Benefits for the Boards
Our expanded information sharing network delivers a tool to report interstate compounding information to the other state boards of pharmacy and FDA. The tool will organize and make available information and data needed to make informed oversight determinations and provide the following benefits for the boards:
- Reduced administrative burden – enables the boards to prioritize their already limited resources to address the compounding pharmacies that pose the greatest risks to patients.
- Real-time data – improves upon the information currently available to the boards and FDA about compounding pharmacies, allowing the boards and FDA to gain a better understanding of the interstate distribution of compounded drugs.
- Uniform tracking – enables the boards to uniformly track pharmacies that ship inordinate amounts of compounded drug products out of state and the kinds of compounded drug products that they are shipping and flag these pharmacies for FDA.
- Seamless information sharing – allows the boards to collect and share information about complaints concerning compounded drugs and compounding pharmacies and physicians on an ongoing, year-round basis.
The MOU does not require boards to enter data into the information sharing network, but boards may do so if they have the data and resources. In addition, the MOU does allow boards to rely exclusively on the data that has been reported to the system by their licensees. Using that data, boards will be able to meet the requirement to identify for FDA, on an annual basis, pharmacies that distribute inordinate amounts of compounded human drug products interstate. State boards that do not sign the FDA MOU will still have access to the information sharing network. The information will be part of each pharmacy’s business e-Profile, which boards can currently access.
In addition to information provided by the boards, we will capture compounding pharmacy data through our VPP and accreditation applications. Pharmacies that do not participate in these programs will be encouraged to self-report this data in NABP e-Profile. Boards who prefer to input pharmacy data into the system can work with us to streamline and automate the process.
For more information about NABP’s compounding data sharing project or the MOU, email NABP Professional Affairs at firstname.lastname@example.org.

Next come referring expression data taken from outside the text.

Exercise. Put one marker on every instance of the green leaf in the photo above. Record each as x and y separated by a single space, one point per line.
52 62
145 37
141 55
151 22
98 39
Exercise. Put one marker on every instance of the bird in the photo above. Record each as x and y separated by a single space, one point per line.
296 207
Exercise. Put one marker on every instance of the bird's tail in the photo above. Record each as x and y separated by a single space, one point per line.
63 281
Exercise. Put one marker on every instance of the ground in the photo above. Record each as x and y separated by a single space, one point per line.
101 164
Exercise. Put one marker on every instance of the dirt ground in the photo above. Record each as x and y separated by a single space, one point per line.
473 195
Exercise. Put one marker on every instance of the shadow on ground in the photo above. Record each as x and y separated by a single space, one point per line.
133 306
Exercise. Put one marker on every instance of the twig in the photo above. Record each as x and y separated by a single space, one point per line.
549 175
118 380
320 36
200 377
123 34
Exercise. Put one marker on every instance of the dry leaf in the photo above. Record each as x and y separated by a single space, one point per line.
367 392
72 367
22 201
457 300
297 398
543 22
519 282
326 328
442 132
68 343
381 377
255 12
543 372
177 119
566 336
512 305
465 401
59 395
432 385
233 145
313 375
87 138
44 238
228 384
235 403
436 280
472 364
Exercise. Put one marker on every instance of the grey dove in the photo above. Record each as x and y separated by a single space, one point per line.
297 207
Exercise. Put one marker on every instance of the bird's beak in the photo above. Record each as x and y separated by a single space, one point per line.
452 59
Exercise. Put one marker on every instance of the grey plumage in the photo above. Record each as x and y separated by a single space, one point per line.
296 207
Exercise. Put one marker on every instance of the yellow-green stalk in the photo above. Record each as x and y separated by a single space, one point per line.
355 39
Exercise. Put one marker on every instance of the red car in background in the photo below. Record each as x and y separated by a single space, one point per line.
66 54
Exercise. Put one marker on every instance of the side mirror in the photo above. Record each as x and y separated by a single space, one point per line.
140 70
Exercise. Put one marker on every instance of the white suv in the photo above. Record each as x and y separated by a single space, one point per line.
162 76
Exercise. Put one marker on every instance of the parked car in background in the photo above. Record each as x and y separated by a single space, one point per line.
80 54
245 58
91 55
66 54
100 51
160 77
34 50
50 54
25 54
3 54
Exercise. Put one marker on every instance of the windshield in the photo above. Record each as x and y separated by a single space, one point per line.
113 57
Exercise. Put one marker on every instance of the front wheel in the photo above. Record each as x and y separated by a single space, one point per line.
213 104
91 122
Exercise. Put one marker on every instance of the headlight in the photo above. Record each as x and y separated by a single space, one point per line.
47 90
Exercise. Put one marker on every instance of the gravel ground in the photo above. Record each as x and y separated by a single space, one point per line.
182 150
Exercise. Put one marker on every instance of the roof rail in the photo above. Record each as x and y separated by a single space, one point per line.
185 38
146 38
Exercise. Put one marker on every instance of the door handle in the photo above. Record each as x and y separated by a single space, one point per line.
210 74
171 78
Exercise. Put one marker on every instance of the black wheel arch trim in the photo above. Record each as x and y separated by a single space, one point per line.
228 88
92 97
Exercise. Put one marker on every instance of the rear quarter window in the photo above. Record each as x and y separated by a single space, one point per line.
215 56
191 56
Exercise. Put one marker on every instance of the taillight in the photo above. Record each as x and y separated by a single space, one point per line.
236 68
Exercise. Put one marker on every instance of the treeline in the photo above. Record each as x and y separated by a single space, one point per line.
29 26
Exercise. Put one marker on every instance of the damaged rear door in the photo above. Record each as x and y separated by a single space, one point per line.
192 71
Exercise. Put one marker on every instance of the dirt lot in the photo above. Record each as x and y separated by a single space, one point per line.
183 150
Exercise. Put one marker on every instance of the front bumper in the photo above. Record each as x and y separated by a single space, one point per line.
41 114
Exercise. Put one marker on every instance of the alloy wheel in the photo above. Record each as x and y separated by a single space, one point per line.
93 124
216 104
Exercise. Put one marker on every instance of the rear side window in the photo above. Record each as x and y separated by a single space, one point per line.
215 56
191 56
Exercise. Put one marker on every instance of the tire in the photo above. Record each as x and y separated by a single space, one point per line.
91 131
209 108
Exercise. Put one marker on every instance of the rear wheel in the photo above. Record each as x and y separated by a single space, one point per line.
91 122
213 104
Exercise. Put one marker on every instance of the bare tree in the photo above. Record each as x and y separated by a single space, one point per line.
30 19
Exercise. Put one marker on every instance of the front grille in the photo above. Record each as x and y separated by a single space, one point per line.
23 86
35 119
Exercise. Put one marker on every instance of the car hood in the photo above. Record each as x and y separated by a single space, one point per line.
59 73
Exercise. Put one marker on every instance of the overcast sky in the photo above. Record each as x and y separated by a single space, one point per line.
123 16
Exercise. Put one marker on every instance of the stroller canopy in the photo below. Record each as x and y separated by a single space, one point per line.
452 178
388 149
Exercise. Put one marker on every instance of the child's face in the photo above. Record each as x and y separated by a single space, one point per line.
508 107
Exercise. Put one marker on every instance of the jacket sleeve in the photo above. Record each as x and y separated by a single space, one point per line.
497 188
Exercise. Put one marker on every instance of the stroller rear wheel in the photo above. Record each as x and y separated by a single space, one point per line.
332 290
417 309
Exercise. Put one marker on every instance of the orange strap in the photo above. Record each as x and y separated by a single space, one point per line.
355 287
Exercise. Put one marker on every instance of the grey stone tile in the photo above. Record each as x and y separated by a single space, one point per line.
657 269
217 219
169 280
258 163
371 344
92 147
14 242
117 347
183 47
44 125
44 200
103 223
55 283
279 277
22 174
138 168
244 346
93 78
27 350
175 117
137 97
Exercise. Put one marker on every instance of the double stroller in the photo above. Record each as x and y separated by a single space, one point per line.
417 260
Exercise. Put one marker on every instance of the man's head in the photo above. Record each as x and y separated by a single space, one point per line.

The following information will be collected from participating pharmacies that distribute or dispense compounded human drug products:
- Whether the pharmacy engages in the following activities during an identified calendar year:
- Human drug compounding – sterile and/or nonsterile
- Patient-specific compounding
- Non-patient-specific compounding
- If a pharmacy is compounding sterile or nonsterile human drug products, the following information will also be collected or calculated. (Note: The “total number of prescription orders for compounded human drug products that were sent out of or dispensed from the facility in which the drug products were compounded” and “the percentage of compounded human drug products distributed interstate” will be calculated by the system.) All information will be collected per calendar year:
- The number of prescription orders for compounded human drug products that the pharmacy sent out of (or caused to be sent out of) the facility in which the drug products were compounded
- The number of prescription orders for compounded human drug products that were dispensed (eg, picked up by a patient) at the facility in which the drug products were compounded
- The total number of prescription orders for compounded human drug products that were sent out of or dispensed from the facility in which the drug products were compounded (this number will be calculated by the system)
- The total number of prescription orders for compounded human drug products distributed interstate
- The percentage of compounded human drug products distributed interstate (this number will be calculated by the system) (Note: this percentage will provide a benchmark for determining “inordinate amounts.”)
- The number of prescription orders for sterile compounded human drug products distributed interstate
- Names of states in which the pharmacy is licensed
- Names of states into which the pharmacy distributed compounded human drug products during the identified calendar year
- Whether or not compounded human drug products are being distributed without patient-specific prescriptions
It is expected that the system will be ready for licensees and the boards of pharmacy to begin entering information in early 2021.